Isopod research is vital for understanding their biology, ecology, and potential applications, such as in bioremediation and toxicology studies.
Researchers can utilize a variety of tools and techniques to explore these crustaceans, including stereomicroscopes, Valia-Chien cells, blood and tissue kits, DFC450 cameras, AxioCam ERc5s cameras, S-2460N scanning electron microscopes (SEMs), Y-IDT compound microscopes, HiSeq 4000 sequencers, and CorelDRAW X6 software for image processing.
By leveraging these advanced tools and techniques, scientists can gain deeper insights into the lives of isopods, from their anatomy and behavior to their genetic makeup and environmental impact.
This knowledge can lead to breakthroughs in fields like ecology, conservation, and even biotechnology, where isopods may play a role in bioremediation or other innovative applications.

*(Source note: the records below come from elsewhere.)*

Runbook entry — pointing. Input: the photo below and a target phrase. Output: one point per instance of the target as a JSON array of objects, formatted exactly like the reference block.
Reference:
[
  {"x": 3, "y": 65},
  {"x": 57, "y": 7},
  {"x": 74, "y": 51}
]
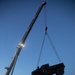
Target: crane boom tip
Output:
[{"x": 44, "y": 3}]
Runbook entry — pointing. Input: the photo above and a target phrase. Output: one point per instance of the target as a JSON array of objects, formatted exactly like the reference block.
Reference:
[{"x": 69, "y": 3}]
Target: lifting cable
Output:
[{"x": 46, "y": 34}]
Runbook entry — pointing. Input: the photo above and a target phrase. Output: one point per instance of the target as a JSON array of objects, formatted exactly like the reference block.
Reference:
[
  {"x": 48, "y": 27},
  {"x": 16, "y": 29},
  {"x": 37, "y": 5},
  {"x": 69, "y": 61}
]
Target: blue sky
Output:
[{"x": 15, "y": 17}]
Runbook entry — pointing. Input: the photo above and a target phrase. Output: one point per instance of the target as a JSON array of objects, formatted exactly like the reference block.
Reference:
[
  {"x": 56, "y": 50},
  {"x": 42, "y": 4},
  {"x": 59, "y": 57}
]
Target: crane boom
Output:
[{"x": 21, "y": 44}]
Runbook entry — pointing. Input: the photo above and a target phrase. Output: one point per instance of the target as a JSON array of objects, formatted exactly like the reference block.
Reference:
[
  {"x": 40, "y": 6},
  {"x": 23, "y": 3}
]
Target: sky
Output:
[{"x": 15, "y": 17}]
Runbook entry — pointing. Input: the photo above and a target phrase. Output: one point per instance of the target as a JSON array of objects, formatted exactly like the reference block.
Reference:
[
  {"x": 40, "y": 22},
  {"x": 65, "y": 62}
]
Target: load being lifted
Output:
[{"x": 43, "y": 70}]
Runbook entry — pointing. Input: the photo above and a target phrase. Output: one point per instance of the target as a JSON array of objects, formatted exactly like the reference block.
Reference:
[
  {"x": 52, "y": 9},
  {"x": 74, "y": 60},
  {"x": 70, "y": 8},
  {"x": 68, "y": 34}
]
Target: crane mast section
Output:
[{"x": 20, "y": 45}]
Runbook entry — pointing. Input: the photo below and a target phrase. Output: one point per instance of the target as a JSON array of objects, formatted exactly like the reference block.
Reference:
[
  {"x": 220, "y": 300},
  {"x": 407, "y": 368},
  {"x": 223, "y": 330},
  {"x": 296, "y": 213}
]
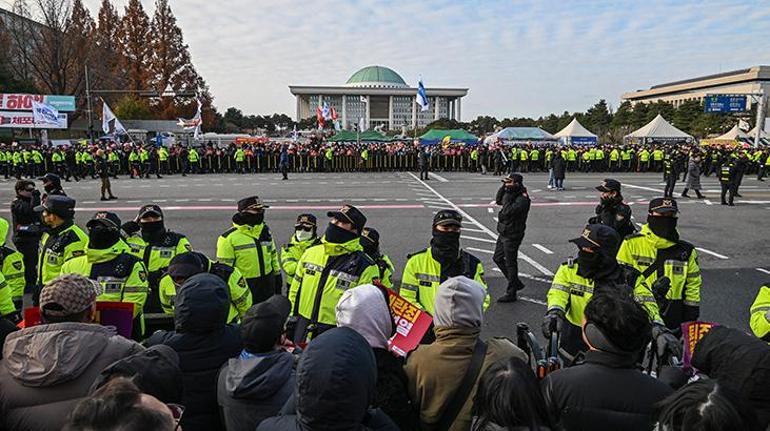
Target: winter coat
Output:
[
  {"x": 252, "y": 389},
  {"x": 435, "y": 371},
  {"x": 605, "y": 392},
  {"x": 47, "y": 369},
  {"x": 693, "y": 175},
  {"x": 740, "y": 360},
  {"x": 336, "y": 383},
  {"x": 204, "y": 342},
  {"x": 512, "y": 218}
]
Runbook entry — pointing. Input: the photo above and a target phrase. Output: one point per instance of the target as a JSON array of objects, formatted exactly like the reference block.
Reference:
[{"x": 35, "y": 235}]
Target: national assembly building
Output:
[{"x": 381, "y": 97}]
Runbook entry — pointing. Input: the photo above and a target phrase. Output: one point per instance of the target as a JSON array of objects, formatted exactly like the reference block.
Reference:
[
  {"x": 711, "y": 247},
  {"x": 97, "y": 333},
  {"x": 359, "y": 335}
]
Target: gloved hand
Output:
[
  {"x": 553, "y": 319},
  {"x": 667, "y": 343}
]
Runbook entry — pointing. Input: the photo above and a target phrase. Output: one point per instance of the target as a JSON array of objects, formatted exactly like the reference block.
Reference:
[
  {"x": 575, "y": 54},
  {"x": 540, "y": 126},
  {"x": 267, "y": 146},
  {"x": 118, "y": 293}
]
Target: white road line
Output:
[
  {"x": 541, "y": 248},
  {"x": 439, "y": 177},
  {"x": 473, "y": 238},
  {"x": 717, "y": 255},
  {"x": 489, "y": 232}
]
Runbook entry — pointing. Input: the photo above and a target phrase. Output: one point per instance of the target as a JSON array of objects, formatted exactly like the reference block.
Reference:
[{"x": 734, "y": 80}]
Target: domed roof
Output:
[{"x": 376, "y": 76}]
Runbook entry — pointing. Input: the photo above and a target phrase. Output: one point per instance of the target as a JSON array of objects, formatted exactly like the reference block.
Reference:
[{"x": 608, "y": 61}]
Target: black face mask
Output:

To streamline your isopod research, consider using PubCompare.ai, an AI-driven platform that helps you locate relevant literature, pre-prints, and patents, while also providing AI-driven comparisons to identify the most accurate and reproducible research methods.
With PubCompare.ai, you can optimize your isopod research and improve the quality of your results, ensuring that your work has a lasting impact on our understanding of these fascinating crustaceans.